Mardonio vendió las piedras del riachuelo que cruzaba por su propiedad. Un día llegó una mujer en un vehículo todo terreno y preguntó por el dueño de la propiedad. Dijo que diseñaba paisajes y que estaba interesada en comprar las piedras. Le atraían el color y redondez que la corriente causa en ellas y quería usarlas en su próximo trabajo: un hotel de montaña con abundantes áreas verdes.
Una vez cerrado el negocio, arribaron camiones con cuadrillas de trabajadores. En pocos días recopilaron cuantas piedras encontraron en las orillas y en el cauce.
Mardonio era un hombre de campo con necesidades económicas y creyó que aquello era un buen trato.

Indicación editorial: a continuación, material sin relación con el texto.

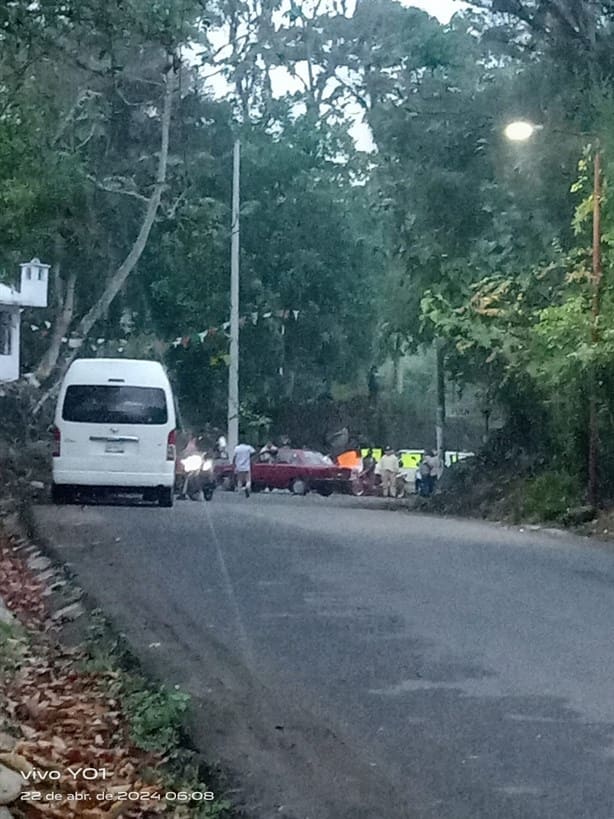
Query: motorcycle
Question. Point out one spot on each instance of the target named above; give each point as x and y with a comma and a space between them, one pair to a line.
194, 477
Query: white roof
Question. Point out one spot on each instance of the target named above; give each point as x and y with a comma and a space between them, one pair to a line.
133, 371
8, 295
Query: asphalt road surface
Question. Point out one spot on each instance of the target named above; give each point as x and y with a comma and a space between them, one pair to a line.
352, 663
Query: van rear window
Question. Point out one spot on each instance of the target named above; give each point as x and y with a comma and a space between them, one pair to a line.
102, 404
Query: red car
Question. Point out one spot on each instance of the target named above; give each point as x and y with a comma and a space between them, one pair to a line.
298, 470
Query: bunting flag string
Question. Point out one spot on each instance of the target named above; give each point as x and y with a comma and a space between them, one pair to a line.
184, 341
254, 316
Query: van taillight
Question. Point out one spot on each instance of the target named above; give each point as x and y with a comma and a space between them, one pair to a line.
170, 445
57, 442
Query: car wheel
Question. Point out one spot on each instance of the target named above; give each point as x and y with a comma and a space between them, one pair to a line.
358, 488
61, 493
298, 487
166, 497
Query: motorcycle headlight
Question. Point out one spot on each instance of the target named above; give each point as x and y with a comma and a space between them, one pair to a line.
191, 463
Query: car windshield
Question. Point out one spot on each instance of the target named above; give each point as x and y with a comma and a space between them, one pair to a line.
105, 404
315, 458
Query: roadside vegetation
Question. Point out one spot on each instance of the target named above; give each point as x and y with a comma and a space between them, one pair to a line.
88, 708
115, 165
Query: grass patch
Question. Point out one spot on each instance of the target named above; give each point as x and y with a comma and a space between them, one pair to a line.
548, 497
155, 716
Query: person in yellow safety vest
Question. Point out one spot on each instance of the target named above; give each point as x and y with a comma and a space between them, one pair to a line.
389, 466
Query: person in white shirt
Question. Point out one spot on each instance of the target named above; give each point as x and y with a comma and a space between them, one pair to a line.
389, 465
242, 460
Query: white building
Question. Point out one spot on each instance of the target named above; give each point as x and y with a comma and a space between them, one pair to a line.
32, 293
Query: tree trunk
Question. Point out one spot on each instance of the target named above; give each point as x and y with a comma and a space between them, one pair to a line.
117, 279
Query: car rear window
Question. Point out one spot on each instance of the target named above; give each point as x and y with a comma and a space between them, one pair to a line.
105, 404
315, 459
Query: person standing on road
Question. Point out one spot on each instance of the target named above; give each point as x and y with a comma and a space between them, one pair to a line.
434, 461
368, 469
242, 460
389, 466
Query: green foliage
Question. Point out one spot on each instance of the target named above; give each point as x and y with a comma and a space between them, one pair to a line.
549, 496
156, 716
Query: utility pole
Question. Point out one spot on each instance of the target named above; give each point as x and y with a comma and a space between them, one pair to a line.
441, 401
233, 368
593, 424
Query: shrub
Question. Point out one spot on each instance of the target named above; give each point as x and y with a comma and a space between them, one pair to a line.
548, 496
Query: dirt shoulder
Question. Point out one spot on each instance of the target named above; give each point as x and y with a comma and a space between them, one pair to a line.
82, 732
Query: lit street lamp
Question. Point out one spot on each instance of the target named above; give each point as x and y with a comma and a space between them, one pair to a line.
520, 131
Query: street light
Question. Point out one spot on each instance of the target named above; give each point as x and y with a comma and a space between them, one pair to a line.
520, 131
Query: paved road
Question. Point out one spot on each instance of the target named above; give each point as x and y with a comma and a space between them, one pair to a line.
353, 663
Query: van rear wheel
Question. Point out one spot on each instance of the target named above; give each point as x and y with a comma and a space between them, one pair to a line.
62, 493
166, 496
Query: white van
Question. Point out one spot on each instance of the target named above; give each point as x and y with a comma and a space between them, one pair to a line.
115, 428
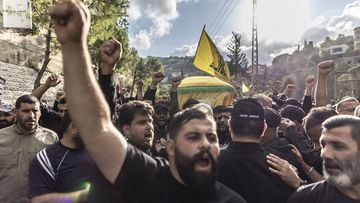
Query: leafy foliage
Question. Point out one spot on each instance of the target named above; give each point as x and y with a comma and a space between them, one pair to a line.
108, 21
238, 64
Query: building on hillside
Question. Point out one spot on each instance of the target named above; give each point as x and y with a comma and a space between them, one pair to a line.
357, 39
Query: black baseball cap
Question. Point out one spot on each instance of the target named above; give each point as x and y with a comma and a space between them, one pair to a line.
247, 109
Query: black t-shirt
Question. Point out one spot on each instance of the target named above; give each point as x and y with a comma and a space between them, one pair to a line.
320, 192
243, 168
146, 179
59, 169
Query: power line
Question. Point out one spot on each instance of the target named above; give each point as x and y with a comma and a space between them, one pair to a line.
232, 9
223, 14
220, 11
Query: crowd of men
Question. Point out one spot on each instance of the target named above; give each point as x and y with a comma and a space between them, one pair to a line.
97, 144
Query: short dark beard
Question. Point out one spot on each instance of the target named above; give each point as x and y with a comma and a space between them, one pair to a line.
5, 123
198, 182
350, 172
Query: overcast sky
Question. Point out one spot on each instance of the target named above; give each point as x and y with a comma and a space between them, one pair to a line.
173, 27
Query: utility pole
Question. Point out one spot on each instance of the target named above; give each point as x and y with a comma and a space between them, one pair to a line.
254, 53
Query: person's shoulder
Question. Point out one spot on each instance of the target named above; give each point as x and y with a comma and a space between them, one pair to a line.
46, 135
6, 135
228, 195
308, 192
7, 130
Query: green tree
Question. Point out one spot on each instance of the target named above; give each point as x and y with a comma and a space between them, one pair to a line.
238, 64
108, 20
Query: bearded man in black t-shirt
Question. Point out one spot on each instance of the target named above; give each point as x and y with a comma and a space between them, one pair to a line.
193, 146
340, 143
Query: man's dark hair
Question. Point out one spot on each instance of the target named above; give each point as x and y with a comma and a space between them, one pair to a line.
190, 103
221, 109
247, 128
317, 116
344, 120
28, 98
183, 117
128, 111
62, 101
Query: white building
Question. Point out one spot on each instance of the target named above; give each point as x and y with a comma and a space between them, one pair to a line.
335, 49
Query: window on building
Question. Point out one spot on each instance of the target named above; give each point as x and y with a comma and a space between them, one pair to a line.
337, 50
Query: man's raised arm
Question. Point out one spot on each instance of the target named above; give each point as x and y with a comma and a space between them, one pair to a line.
85, 100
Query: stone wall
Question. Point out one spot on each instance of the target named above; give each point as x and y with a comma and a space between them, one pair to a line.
20, 81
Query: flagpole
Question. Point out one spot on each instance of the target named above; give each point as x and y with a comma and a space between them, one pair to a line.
197, 48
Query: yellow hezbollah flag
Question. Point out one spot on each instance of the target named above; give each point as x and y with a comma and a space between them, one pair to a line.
209, 59
244, 88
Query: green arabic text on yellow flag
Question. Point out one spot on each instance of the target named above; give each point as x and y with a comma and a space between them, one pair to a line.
209, 59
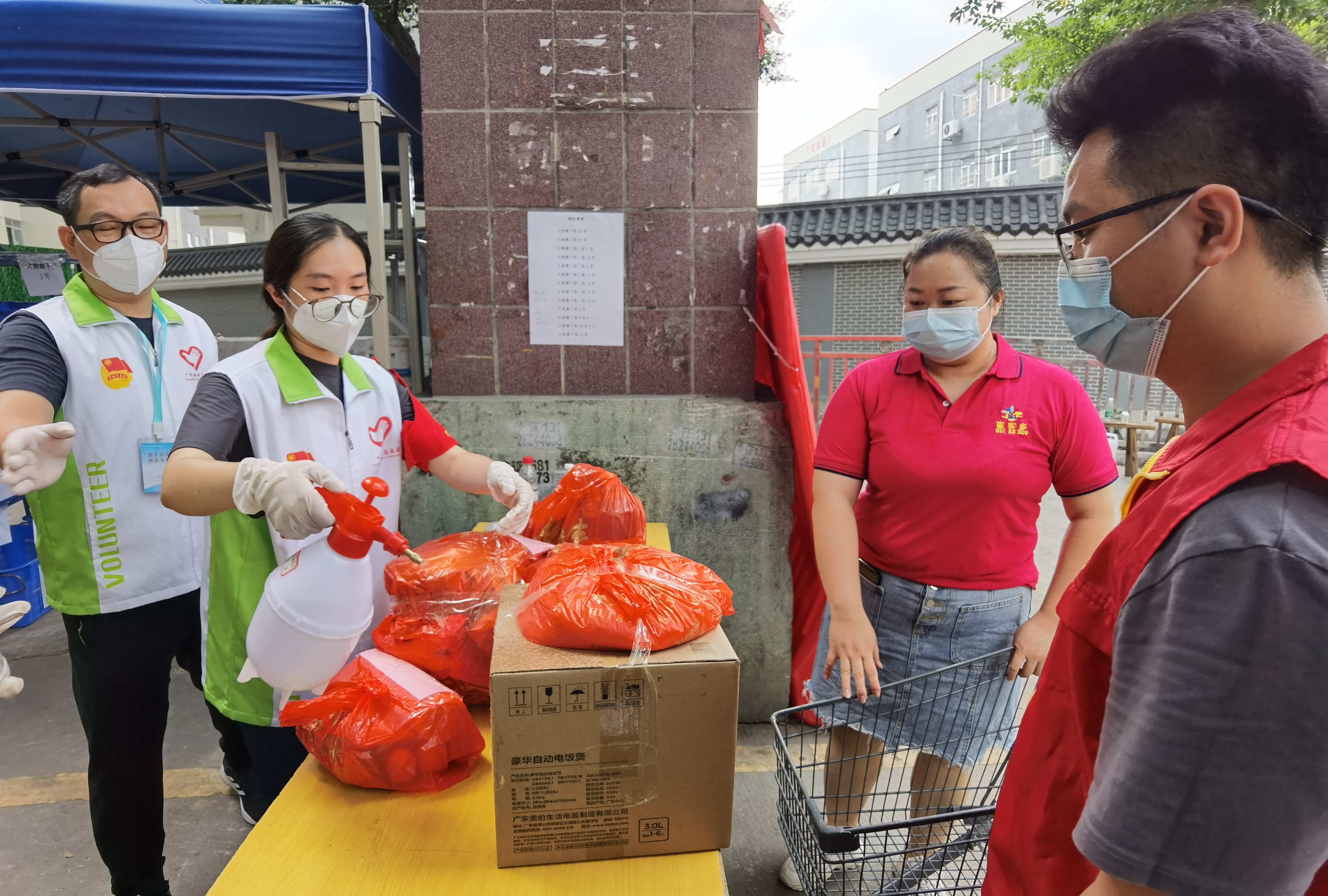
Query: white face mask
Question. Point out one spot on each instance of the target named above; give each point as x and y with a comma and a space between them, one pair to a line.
336, 335
129, 265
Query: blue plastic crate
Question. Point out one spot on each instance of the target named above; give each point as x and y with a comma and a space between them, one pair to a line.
25, 583
22, 549
20, 575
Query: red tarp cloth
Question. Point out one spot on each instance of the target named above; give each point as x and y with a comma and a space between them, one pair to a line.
779, 319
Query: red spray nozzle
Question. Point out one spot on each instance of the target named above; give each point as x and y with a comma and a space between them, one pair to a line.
359, 523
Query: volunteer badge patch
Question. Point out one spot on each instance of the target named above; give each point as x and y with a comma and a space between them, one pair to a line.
379, 432
1013, 423
116, 373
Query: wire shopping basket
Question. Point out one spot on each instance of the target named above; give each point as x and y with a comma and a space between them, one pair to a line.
898, 796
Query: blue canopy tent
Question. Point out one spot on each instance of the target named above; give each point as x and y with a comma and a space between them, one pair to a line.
279, 108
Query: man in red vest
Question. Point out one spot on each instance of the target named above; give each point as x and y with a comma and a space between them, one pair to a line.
1179, 741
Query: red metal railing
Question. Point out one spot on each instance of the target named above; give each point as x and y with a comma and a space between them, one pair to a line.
816, 356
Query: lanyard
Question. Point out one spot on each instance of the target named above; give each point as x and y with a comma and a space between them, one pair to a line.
155, 368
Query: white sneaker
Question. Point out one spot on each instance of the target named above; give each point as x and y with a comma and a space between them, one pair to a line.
789, 877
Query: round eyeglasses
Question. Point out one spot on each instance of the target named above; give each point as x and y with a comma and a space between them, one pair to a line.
326, 310
112, 232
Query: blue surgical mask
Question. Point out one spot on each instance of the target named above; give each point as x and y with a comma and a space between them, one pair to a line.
946, 334
1100, 328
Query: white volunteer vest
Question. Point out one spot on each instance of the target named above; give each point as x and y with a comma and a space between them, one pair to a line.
289, 420
104, 543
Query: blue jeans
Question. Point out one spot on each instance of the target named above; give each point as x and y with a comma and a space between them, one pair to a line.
922, 628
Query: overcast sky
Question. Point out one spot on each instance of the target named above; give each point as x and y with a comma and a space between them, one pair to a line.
842, 55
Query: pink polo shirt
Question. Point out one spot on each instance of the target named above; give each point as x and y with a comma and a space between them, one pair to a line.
954, 490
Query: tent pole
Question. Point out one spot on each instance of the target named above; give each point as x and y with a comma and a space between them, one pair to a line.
163, 174
407, 197
371, 117
275, 178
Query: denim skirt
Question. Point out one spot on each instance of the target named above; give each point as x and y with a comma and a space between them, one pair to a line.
922, 628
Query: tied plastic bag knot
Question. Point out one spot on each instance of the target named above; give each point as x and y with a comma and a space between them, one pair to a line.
384, 724
640, 646
590, 505
615, 597
444, 610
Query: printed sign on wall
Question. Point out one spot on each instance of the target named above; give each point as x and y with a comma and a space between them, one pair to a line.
575, 278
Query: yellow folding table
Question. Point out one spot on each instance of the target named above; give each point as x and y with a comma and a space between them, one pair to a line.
323, 838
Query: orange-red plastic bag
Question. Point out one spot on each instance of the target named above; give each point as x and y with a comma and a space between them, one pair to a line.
589, 505
384, 724
444, 610
596, 597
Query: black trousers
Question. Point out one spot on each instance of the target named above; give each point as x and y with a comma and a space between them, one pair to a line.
275, 755
121, 683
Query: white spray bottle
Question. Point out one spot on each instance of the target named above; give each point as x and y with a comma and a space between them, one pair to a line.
318, 603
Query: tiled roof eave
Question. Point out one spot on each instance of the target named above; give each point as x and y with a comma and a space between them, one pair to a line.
1003, 212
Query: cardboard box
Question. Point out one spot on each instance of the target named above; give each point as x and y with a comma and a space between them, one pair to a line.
599, 760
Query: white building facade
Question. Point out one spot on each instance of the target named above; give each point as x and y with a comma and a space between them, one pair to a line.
943, 128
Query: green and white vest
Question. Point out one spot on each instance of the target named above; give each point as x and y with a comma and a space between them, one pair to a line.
291, 416
104, 543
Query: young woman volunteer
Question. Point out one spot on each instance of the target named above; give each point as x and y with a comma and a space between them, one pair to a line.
958, 439
265, 428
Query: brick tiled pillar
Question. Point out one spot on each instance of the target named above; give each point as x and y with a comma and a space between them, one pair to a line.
645, 107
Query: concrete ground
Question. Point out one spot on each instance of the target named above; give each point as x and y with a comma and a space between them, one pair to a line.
47, 847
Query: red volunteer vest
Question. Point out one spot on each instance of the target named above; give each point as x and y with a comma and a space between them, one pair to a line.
1282, 417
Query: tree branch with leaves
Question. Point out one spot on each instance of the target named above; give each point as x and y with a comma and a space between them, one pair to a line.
1059, 35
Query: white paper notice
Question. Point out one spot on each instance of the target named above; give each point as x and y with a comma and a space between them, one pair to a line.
575, 278
42, 275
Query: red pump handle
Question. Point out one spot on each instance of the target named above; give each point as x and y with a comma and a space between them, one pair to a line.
359, 523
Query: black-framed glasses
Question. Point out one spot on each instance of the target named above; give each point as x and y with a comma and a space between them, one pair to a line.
1066, 235
326, 310
113, 232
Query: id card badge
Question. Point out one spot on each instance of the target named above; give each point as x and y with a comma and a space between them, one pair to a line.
152, 463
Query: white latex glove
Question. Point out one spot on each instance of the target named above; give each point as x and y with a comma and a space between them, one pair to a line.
285, 492
10, 685
34, 457
510, 490
10, 614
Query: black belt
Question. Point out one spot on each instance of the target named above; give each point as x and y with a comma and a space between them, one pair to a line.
869, 571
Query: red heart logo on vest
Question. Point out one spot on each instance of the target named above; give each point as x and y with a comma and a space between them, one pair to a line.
379, 432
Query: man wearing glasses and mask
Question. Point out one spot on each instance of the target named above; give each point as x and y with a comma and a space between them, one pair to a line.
93, 385
1179, 741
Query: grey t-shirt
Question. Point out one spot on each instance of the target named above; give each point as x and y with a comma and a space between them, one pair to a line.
1213, 769
31, 360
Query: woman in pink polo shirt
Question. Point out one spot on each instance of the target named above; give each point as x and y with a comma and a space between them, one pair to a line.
958, 439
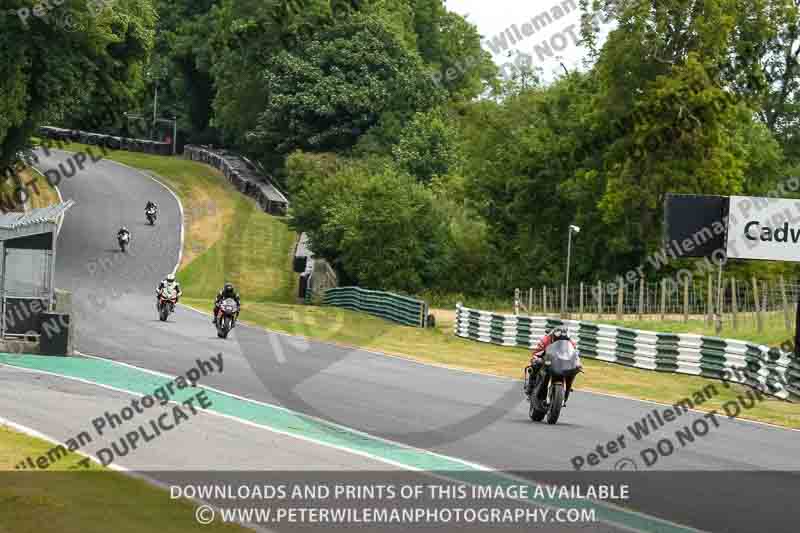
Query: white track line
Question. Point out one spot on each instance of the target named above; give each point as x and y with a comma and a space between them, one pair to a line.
484, 374
422, 363
376, 458
25, 430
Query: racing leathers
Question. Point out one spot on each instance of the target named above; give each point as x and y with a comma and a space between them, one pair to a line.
171, 287
537, 356
224, 294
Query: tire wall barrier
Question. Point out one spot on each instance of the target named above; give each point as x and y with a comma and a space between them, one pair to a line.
108, 141
242, 174
767, 369
394, 307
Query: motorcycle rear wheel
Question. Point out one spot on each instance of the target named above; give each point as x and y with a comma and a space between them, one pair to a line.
535, 414
556, 402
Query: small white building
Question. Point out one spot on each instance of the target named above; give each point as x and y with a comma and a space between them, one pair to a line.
27, 268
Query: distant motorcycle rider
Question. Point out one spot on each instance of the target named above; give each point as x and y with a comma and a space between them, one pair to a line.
228, 291
171, 286
123, 231
551, 336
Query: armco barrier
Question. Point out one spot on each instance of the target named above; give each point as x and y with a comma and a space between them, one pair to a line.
243, 176
402, 309
749, 364
108, 141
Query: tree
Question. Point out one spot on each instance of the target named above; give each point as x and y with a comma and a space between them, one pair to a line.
337, 86
51, 70
427, 146
374, 224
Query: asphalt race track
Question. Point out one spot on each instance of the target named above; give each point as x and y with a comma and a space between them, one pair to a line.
472, 417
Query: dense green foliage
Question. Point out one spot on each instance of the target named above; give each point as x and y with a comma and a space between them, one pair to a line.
68, 61
411, 165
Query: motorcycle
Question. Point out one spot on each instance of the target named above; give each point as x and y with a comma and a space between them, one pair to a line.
553, 383
166, 303
124, 241
226, 318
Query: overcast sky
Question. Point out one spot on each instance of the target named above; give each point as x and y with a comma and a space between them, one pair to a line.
494, 17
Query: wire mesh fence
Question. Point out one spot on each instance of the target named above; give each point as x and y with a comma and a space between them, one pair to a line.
731, 304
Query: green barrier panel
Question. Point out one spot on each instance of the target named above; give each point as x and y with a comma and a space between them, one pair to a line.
389, 306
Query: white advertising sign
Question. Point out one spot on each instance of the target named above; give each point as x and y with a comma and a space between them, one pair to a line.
764, 228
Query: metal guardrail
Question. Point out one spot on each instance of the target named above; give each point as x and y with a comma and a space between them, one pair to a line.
242, 176
109, 141
401, 309
761, 367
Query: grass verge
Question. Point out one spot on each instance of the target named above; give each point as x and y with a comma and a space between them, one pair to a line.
95, 498
42, 193
227, 236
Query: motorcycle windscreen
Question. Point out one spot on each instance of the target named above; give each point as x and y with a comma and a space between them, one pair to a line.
563, 357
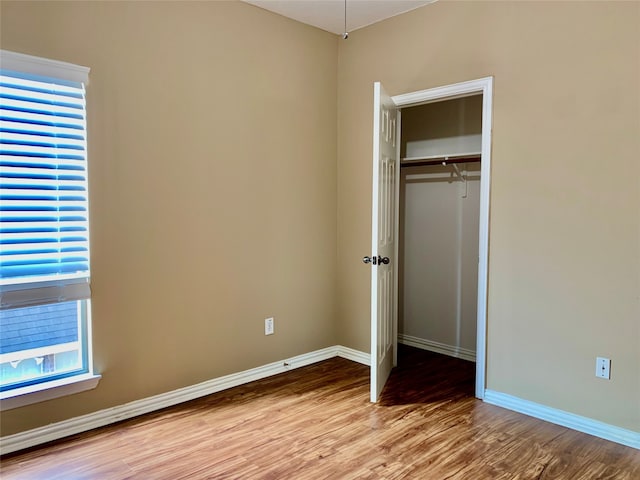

Con el dinero obtenido podría conseguir que sus parcelas fueran más productivas al comprar implementos agrícolas.
Su mujer le señaló que la paga no fue generosa y que ojalá no se arrepintiera, pero para él era solo una venta de piedras. ¿Arrepentirse de qué? Eso lo supo con las primeras lluvias, cuando la corriente que bajó de los cerros no encontró resistencia pétrea y arrastró todo a su paso: sus cultivos, sus animales y la casita donde vivía con su familia.